Fältjournalen
Eskil Högman, 2024
 
Measures: 20 x 24,5 cm
Pages: 76


Last fall, I revisited Berlin for a photographic project. It was the first real new city I moved to after having lived all my life in Stockholm up to that point. Returning was
strange: since leaving for good, I had only come back once, for a four day long vacation with my ex girlfriend. This time, I stayed for over a month and I was alone. I
rented a room in a shared apartment, close to a northern district. I felt at the same time estranged and at home. Places that I had seen multiple times before seemed
eerily similar to those years before – I had thought that, since I had changed a lot since then, Berlin would have as well. Of the friends that still lived in town, I only met up on a few occasions. I instead spent whole day walking around. The walks around the streets became a meditation on the conflict between the old and new, and
where my place should be in it.

Since beginning my studies in photography, there has been a lot of focus on the semiotic reading of pictures and how they connect to the bigger context of the art world. We read Sontag, Berger and Barthes to learn how to break down the photograph in order to see through its symbols and find its true character. I have grown tired of this way of seeing. Being the artistic medium with the greatest possibility for spontaneity, photography has something raw and uncultured about it. Photographs have the potential to evoke something visceral because of its ability to directly capture the feelings and intention of the user. This is the approach I had in mind during my month in Berlin. I used my camera as a tool for recording observations. In a way, it became a visual diary of my thoughts regarding my precarious situation. I never had any plan on what I was going to shoot and rather let my instincts guide me. Never did I critically think about what I was doing, if the pictures were to turn out good or how to put them all together: that was for when I got back again. I wanted to get lost in the moment, forget about the world at home.

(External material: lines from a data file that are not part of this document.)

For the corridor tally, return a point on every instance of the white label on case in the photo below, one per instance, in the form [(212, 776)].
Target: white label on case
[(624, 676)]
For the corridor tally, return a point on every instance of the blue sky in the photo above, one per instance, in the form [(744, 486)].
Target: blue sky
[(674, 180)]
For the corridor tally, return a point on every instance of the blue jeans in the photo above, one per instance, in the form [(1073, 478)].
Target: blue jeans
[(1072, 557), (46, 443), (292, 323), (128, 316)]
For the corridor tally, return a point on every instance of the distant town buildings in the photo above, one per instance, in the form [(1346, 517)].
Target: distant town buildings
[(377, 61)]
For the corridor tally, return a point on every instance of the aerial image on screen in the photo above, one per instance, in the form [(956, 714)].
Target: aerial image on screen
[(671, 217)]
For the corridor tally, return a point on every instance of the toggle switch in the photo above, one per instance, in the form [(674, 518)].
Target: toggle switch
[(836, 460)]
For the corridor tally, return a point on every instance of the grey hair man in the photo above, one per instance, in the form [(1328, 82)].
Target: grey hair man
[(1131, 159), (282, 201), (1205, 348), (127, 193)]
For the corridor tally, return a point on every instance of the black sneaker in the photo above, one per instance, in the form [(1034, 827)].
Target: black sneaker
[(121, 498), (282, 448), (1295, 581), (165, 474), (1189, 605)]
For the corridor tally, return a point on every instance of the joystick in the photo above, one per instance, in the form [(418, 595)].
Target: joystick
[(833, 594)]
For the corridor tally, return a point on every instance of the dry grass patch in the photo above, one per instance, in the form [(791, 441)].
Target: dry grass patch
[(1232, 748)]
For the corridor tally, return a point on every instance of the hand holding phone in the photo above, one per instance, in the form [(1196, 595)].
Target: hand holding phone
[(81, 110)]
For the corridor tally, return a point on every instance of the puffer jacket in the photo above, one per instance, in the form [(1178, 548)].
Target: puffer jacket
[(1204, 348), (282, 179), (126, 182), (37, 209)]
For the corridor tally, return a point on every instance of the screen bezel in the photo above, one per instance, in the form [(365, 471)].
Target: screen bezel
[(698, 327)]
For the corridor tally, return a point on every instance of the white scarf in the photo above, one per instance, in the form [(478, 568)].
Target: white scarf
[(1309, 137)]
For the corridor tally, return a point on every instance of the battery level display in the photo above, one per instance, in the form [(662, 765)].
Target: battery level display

The result of my month in Berlin became Fältjournalen, a self published book where I try to arrange and/or process the impressions from my stay. There is one black and
white photograph on the right hand side of every spread. Injected between some of them are hand writings from my literary diary that I kept at the same time, to give a bit more context to the story. The book is quiet, sober and reflective. It is made from an off white paper, with a cover of white watercolor paper to give it a rough texture.
The sides are torn and polished with a coarse sandpaper and the corners are rounded. The picture is a sticker, put directly onto the front cover. Everything to give it a feeling of being a journal that is slightly used and worn out. I would like for people to look through Fältjournalen and not be careful with it.